I have a csv file that I've downloaded from this paper here (abridged version below), and it's referring to CpG locations in the genome from beadChip array data, using assembly hg18 as follows:
CpGmarker Build Chr MapInfo SourceVersion TSS_Coordinate Gene_Strand Symbol Synonym Accession GID
cg00075967 36 15 72282407 36.1 72282245 - STRA6 PP14296; FLJ12541; NM_022369.2 GI:21314699
cg00374717 36 17 63814740 36.1 63815191 + ARSG KIAA1001; NM_014960.2 GI:45430056
cg00864867 36 12 78609399 36.1 78608921 - PAWR PAR4; Par-4; NM_002583.2 GI:55769532
...
Let's focus on the first entry for now, STRA6. I downloaded the Gencode gtf files (also for hg18 here), and the corresponding lines look like this (again, abridged for simplicity):
#bin name chrom strand txStart txEnd cdsStart cdsEnd exonCount exonStarts cdsEndStat exonFrames
1136 ENST00000395105 chr15 - 72258859 72282273 72259473 72281661 19 72258859,72260175,72260688,72261554,72261736, STRA6 cmpl cmpl
1136 ENST00000323940 chr15 - 72258859 72288424 72259473 72281661 19 72258859,72260175,72260688,72261554,72261736, STRA6 cmpl cmpl
The general locations line up pretty closely with the csv above, but am I being naive for thinking that the "TSS" should just be the furthest upstream position in the gtf? i.e. the lowest position within an exon (or the txStart) for genes on the + strand (highest for "-" strand ) ? It seems obvious, but I'm doubting myself because none of these values agree with the value that is provided for the "TSS" in the csv of the publication. I've also tried with RefSeq and a few others --nothing seems to match up precisely.

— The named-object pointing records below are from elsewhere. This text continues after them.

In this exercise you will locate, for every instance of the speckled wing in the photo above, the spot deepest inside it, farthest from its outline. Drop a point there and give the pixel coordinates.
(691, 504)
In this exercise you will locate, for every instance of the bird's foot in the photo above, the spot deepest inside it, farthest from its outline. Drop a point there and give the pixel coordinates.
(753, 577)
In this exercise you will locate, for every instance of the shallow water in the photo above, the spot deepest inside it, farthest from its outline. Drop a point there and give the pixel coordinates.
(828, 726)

So am I reading the gtf files correctly to infer the TSS (is it just txStart for "+" strand and txEnd for "-"?), and if so, is there some other obvious reason why the TSS coordinates in the paper's csv file aren't the same?

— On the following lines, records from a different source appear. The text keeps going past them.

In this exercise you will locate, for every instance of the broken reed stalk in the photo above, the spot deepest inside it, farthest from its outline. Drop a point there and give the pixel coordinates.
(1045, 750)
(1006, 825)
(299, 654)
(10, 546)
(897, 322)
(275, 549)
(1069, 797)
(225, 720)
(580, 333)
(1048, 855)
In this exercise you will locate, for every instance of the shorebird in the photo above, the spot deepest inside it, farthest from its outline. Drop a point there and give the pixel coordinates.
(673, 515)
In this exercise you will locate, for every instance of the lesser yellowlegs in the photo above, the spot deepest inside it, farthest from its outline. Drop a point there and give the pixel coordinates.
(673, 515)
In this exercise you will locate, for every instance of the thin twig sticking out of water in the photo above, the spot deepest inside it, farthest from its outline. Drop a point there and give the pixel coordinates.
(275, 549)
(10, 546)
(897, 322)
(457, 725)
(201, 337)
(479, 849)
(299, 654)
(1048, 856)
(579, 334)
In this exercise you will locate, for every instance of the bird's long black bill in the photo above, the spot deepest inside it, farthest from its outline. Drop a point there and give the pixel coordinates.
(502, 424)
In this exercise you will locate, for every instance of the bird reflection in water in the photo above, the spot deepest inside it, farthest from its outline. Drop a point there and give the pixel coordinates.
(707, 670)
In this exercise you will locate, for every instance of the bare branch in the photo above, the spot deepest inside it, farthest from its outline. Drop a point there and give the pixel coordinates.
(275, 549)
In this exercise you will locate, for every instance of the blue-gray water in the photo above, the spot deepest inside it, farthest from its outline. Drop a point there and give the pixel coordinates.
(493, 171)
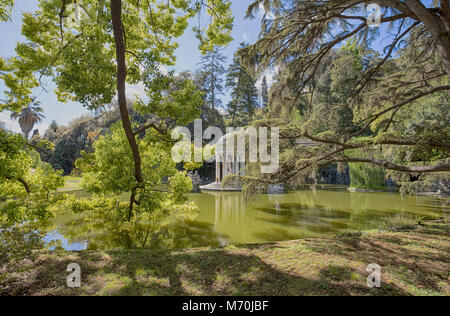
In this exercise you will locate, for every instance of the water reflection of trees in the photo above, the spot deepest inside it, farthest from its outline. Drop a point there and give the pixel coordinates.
(140, 234)
(230, 208)
(326, 213)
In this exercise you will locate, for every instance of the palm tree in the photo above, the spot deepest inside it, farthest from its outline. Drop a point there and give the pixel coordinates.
(29, 116)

Thanks for any help you can offer.
Thanks for the suggestion --I should have been more clear that both the csv _and_ the gtf were for hg18, so they are using the same assembly (but that's a good thing to check, I edited that in above.)
ok so then I'm not being naive. The TSS really is just the "furthest upstream" position included in the gene body (with the possible complication of multiple isoforms). That's helpful, thanks.
To be clear, picking the first base is a common definition of convenience, but one that may not always hold uniformly true. Introns may contain alternative TSSs, for instance, and genes can have several alternative promoters:
Ref: https://journals.plos.org/plosbiology/article?id=10.1371/journal.pbio.3000197
For ad-hoc analyses, using the first base of a canonical isoform to define a proximal promoter or otherwise start with at least one TSS for a given gene is probably fine.
If you're doing anything more complicated, however, particularly if it involves regulation, it may be worth looking at your data more deeply.